Factors Affecting Solubility
Introduction
Why is it that some soluble solids take so much longer to dissolve than others? What factors affect the rate of dissolving? Understanding solutions is important when studying chemistry since solutions are used to perform so many chemical reactions. In this laboratory activity, you will test several factors and observe how each factor affects the rate of a solute dissolving in a solvent.
Concepts
- Solutions
- Solubility
- Rate of dissolving
Background
Solvation Is a Surface Phenomenon The process of a solid solute dissolving in a solvent is a surface phenomenon. Dissolving is a surface phenomenon because it is those molecules or ions at the surface of the solid, not those in the interior, or bulk, of the solid, that interact and dissolve in the surrounding solvent.
In aqueous solutions, the solvent is water. Some of the water molecules dissociate to form hydrogen ions, H+, and hydroxide ions, OH–. If an ionic crystal is added to water, the H+ and OH– ions interact with the ions at the surface of a crystal, pulling them from the crystal lattice into the solution. For example, if a sodium chloride crystal is added to water, the sodium ions, Na+, and chloride ions, Cl–, on the surface of the crystal dissociate (move from the crystal lattice to solution) to form aqueous Na+ and Cl– ions. The positively charged Na+ ions will be surrounded by the negatively charged OH– ions, while the negatively charged Cl– ions are surrounded by the positively charged H+ ions.

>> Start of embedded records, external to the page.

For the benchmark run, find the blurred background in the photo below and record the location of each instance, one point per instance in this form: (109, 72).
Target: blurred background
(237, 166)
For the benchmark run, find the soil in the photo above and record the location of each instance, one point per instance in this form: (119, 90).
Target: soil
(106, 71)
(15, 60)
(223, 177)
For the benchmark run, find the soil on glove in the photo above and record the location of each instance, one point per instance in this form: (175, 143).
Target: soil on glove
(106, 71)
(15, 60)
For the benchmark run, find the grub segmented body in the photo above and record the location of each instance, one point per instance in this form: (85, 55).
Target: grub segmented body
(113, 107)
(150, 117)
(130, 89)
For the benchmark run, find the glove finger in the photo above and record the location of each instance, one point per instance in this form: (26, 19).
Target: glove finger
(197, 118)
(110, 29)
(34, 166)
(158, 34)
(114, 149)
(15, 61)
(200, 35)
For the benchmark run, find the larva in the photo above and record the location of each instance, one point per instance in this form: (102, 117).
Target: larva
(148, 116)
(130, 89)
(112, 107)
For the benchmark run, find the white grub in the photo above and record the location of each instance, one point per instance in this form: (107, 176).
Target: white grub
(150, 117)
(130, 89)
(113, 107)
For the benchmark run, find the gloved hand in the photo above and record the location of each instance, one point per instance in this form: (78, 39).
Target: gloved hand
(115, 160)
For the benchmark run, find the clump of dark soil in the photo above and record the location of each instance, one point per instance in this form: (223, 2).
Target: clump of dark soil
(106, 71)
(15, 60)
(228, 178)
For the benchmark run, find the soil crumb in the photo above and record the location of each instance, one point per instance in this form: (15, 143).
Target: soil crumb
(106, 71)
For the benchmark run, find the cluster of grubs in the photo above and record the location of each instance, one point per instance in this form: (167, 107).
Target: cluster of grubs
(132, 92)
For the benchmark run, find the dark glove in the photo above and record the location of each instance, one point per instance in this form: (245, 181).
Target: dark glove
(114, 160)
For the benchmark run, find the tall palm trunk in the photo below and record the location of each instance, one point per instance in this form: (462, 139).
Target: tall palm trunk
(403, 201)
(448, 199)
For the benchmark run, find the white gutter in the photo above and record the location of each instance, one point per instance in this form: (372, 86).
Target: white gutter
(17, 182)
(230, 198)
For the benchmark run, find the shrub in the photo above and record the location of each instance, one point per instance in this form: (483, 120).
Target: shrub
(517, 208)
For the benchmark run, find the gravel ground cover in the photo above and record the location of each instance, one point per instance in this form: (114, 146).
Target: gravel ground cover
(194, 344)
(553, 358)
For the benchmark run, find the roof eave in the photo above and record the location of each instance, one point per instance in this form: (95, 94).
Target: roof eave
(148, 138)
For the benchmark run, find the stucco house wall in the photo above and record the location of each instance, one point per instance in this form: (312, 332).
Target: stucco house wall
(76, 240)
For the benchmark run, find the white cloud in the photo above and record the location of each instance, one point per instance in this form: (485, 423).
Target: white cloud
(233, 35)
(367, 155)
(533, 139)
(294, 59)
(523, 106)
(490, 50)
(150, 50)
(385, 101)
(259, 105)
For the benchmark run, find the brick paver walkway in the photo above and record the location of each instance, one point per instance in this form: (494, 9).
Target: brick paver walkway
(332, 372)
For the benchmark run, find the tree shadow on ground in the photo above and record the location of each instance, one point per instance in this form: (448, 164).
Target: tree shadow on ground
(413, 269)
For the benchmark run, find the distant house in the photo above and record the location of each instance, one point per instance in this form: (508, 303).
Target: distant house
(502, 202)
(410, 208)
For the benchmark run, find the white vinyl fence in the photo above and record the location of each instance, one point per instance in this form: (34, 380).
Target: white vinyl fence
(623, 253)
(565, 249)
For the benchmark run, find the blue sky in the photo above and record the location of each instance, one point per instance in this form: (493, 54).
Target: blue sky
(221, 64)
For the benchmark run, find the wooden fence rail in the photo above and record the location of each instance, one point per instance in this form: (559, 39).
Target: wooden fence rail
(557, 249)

These ionic attractions between the crystal’s ions and water’s ions make it favorable for the sodium chloride crystal to dissolve in water.
As the surface ions dissolve, the next layer of ions now becomes the surface layer. This new surface layer interacts with the ions already in solution as described above. This interaction at the surface of a crystal continues until the crystal is completely dissolved, or until the solution can accept no more solute.
Factors Affecting the Rate of Dissolving The rate at which a substance dissolves in water depends upon four factors: stirring, temperature, surface area, and the amount of solute already dissolved in solution. Each of these is addressed in detail.
Stirring. Stirring helps to dissolve a solute by bringing fresh solvent in contact with the solute crystal at a faster rate. As the surface layer of a solute crystal dissolves, the solution surrounding the crystal tends to have a high concentration of dissolved solute, which tends to slow down the rate of dissolving. By stirring the solution, the dissolved solute is transferred to other regions of the solution more quickly and fresh solvent is made available so that the next surface layer on the undissolved solute crystal can now dissolve.
Temperature. When the temperature of a solution is increased, the average kinetic energy of the molecules and ions in solution is also increased. This means that both the solvent and dissolved solute particles are traveling from one region of the solution to another region more quickly as the temperature is raised. This increased movement increases the rate at which fresh solvent is brought into contact with the undissolved solute crystal. Just as with stirring, bringing fresh solvent in contact with the undissolved solute crystal at a faster rate increases the rate at which the solute crystal will dissolve. In addition, the solvent particles have more energy to remove particles from the surface layer of the solute crystal.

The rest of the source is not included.